Gol Linhas Aereas Inteligentes SA, Brazil’s second-largest airline, will cut 2,500 jobs to restore profitability, twice as many as it had planned last month, Chief Financial Officer Leonardo Pereira said.
The Sao Paulo-based carrier is firing workers and won’t replace those leaving the company, Pereira said in an interview today at Bloomberg’s headquarters in New York. The company said as recently as May it would trim about 1,200 positions from a workforce of about 20,500. Gol expects to end 2012 with 138 planes, down from 150 to start the year.

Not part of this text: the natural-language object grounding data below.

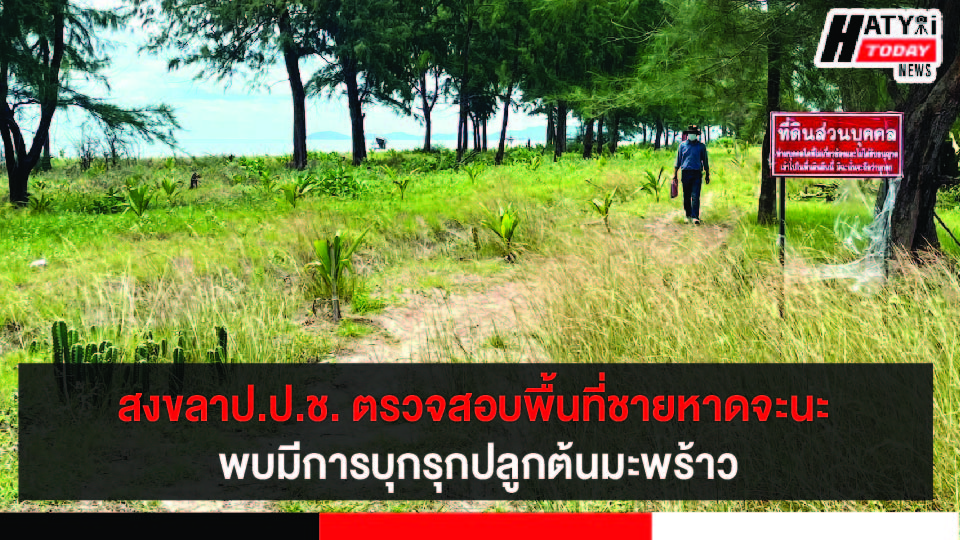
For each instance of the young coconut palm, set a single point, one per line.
(504, 224)
(654, 184)
(333, 257)
(603, 207)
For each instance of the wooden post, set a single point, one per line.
(781, 244)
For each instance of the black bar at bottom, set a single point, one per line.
(181, 525)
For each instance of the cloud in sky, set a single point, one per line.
(211, 110)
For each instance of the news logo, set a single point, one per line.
(910, 41)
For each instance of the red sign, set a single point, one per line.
(836, 145)
(485, 526)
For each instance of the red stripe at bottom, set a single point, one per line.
(487, 526)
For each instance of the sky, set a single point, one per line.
(238, 117)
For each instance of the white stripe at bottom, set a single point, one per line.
(806, 526)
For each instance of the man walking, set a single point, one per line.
(692, 160)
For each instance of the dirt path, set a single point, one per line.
(436, 326)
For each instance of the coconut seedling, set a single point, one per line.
(298, 189)
(333, 259)
(139, 199)
(170, 187)
(603, 207)
(504, 225)
(653, 184)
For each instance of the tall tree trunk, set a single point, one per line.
(929, 112)
(484, 134)
(766, 211)
(45, 161)
(291, 60)
(464, 88)
(615, 132)
(503, 127)
(426, 111)
(356, 113)
(476, 133)
(551, 127)
(600, 134)
(659, 133)
(20, 162)
(561, 145)
(461, 133)
(588, 140)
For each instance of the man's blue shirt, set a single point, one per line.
(692, 155)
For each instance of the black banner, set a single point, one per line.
(476, 432)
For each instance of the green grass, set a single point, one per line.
(229, 254)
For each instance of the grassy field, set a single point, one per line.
(234, 253)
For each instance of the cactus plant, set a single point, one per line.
(179, 369)
(222, 343)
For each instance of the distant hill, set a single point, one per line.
(329, 136)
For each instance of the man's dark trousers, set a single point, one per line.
(692, 180)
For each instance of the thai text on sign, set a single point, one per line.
(836, 145)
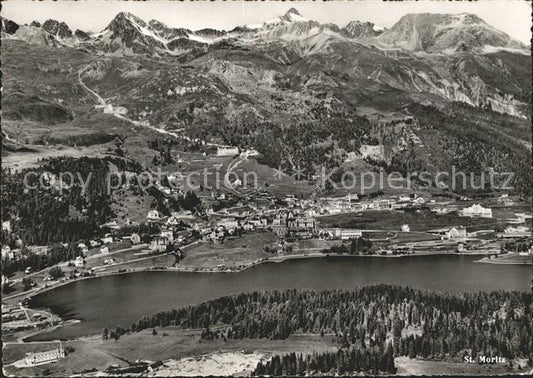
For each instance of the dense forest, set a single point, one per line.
(367, 320)
(46, 211)
(345, 361)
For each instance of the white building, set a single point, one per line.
(456, 233)
(159, 244)
(344, 233)
(6, 226)
(476, 211)
(153, 215)
(79, 262)
(7, 253)
(135, 238)
(227, 151)
(47, 357)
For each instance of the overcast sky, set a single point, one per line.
(510, 16)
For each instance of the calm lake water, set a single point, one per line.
(120, 300)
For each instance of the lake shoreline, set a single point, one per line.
(277, 259)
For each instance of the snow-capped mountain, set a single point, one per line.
(357, 29)
(455, 64)
(445, 33)
(128, 34)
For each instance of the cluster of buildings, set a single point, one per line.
(40, 358)
(476, 210)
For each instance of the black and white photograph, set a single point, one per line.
(266, 188)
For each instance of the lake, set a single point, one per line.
(120, 300)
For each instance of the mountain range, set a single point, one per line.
(287, 73)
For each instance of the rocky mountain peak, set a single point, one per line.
(358, 29)
(57, 29)
(444, 32)
(293, 15)
(8, 26)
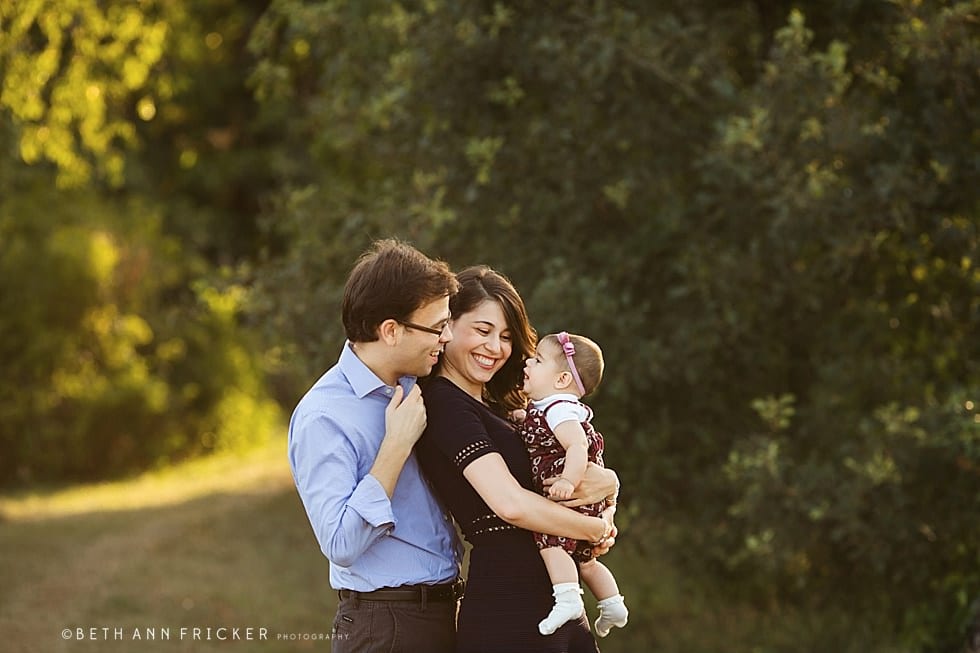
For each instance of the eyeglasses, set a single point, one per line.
(434, 331)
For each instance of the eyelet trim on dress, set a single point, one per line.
(470, 451)
(492, 525)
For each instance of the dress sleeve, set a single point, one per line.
(455, 425)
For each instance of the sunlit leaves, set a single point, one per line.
(70, 69)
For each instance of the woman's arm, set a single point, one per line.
(492, 480)
(598, 484)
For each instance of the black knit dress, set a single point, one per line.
(507, 590)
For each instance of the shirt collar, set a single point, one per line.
(362, 380)
(550, 399)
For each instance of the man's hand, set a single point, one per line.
(597, 484)
(405, 418)
(404, 423)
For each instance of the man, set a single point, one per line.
(394, 554)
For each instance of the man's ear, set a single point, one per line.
(388, 332)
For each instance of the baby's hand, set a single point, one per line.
(561, 489)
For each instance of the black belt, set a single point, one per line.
(445, 592)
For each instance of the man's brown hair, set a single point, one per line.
(391, 280)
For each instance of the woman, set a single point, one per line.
(479, 467)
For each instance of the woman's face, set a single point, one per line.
(480, 346)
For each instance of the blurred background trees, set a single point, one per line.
(766, 214)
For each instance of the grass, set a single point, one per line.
(224, 542)
(217, 542)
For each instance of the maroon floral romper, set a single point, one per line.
(548, 459)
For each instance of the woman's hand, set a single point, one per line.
(561, 489)
(608, 540)
(598, 484)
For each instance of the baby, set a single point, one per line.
(560, 441)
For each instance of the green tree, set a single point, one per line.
(757, 212)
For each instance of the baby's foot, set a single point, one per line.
(612, 612)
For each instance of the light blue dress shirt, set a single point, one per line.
(370, 541)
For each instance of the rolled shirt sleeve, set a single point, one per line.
(348, 515)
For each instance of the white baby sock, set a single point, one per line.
(612, 612)
(568, 605)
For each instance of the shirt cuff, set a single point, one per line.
(371, 502)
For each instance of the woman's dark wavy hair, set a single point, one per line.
(477, 284)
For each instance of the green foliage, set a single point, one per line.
(101, 374)
(757, 211)
(765, 213)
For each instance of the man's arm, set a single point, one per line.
(349, 514)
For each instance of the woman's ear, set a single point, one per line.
(388, 332)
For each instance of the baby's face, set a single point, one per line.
(541, 371)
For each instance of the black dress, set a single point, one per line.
(507, 589)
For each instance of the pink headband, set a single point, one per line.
(569, 349)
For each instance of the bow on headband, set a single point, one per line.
(569, 349)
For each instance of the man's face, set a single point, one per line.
(418, 350)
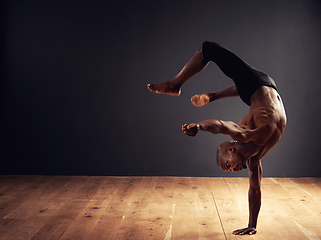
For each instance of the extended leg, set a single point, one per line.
(173, 87)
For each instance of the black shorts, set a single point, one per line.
(247, 79)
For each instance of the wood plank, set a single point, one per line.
(184, 225)
(209, 225)
(82, 207)
(227, 206)
(111, 222)
(159, 211)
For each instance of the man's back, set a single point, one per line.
(267, 118)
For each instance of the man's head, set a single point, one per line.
(229, 158)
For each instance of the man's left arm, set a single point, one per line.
(255, 177)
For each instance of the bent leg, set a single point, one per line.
(229, 63)
(201, 100)
(173, 87)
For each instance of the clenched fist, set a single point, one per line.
(190, 129)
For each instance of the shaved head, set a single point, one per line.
(228, 157)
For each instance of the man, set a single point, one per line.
(255, 135)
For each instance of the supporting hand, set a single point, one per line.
(190, 129)
(243, 231)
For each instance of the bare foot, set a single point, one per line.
(165, 88)
(200, 100)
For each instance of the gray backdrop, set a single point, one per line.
(75, 74)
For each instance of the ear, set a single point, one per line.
(231, 149)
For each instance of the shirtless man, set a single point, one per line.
(255, 135)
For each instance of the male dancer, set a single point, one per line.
(255, 135)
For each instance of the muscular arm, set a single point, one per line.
(255, 177)
(258, 135)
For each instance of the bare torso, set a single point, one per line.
(266, 113)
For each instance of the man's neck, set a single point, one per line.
(248, 150)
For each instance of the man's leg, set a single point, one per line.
(201, 100)
(173, 87)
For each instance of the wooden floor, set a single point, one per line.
(69, 207)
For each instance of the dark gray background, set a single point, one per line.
(75, 73)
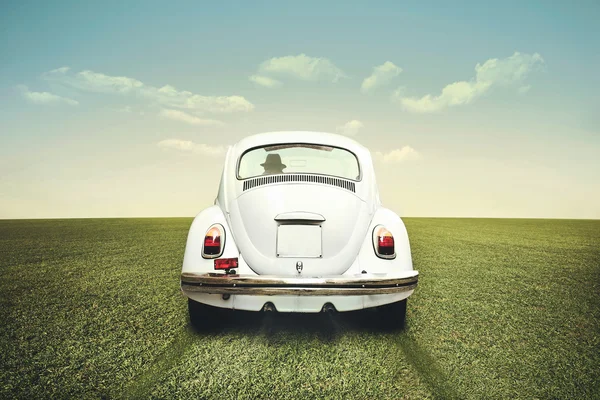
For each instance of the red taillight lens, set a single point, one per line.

A slowdown in economic growth, declines in the currency and an inability to raise prices amid increasing competition fueled losses at the airline in three of the past four quarters, according to data compiled by Bloomberg. Gol more than doubled capacity in the past five years as growth surged in Latin America’s largest economy.
The company will “most likely” end the year with fewer than 18,000 workers, Pereira said. “That’s a result of not hiring people, not opening new positions. We are being very cost conscious.”
The company’s stock has tumbled 47 percent in the past year, compared with a 12 percent decline for Brazil’s Bovespa stock index. Yields on the company’s benchmark dollar bonds due in 2020 have surged 325 basis points, or 3.25 pecentage point, in the past three months to 12.16 percent, Bloomberg data show.
Brazil’s economy will expand 2.18 percent this year, down from 2.7 percent in 2011, according to the median estimate of 100 economists in a central bank survey published today. The real has lost 11 percent this quarter, the biggest drop among the 16 most-traded currencies tracked by Bloomberg. About 55 percent of Gol’s costs, including fuel and aircraft leases, are in dollars, while the majority of receivables are in reais.
The carrier announced June 18 that Chief Executive Officer Constantino de Oliveira Jr. was stepping down and Paulo Kakinoff, Audi AG’s Brazil head, was preparing to take over as CEO on July 2. Oliveira will become chairman.
“We have done a tremendous exercise inside the company in terms of adapting the cost structure,” Pereira said. “If you have a scenario where you have a weaker real or higher fuel costs, you have to have an operation that’s leaner. We are working very hard on cutting fixed costs.”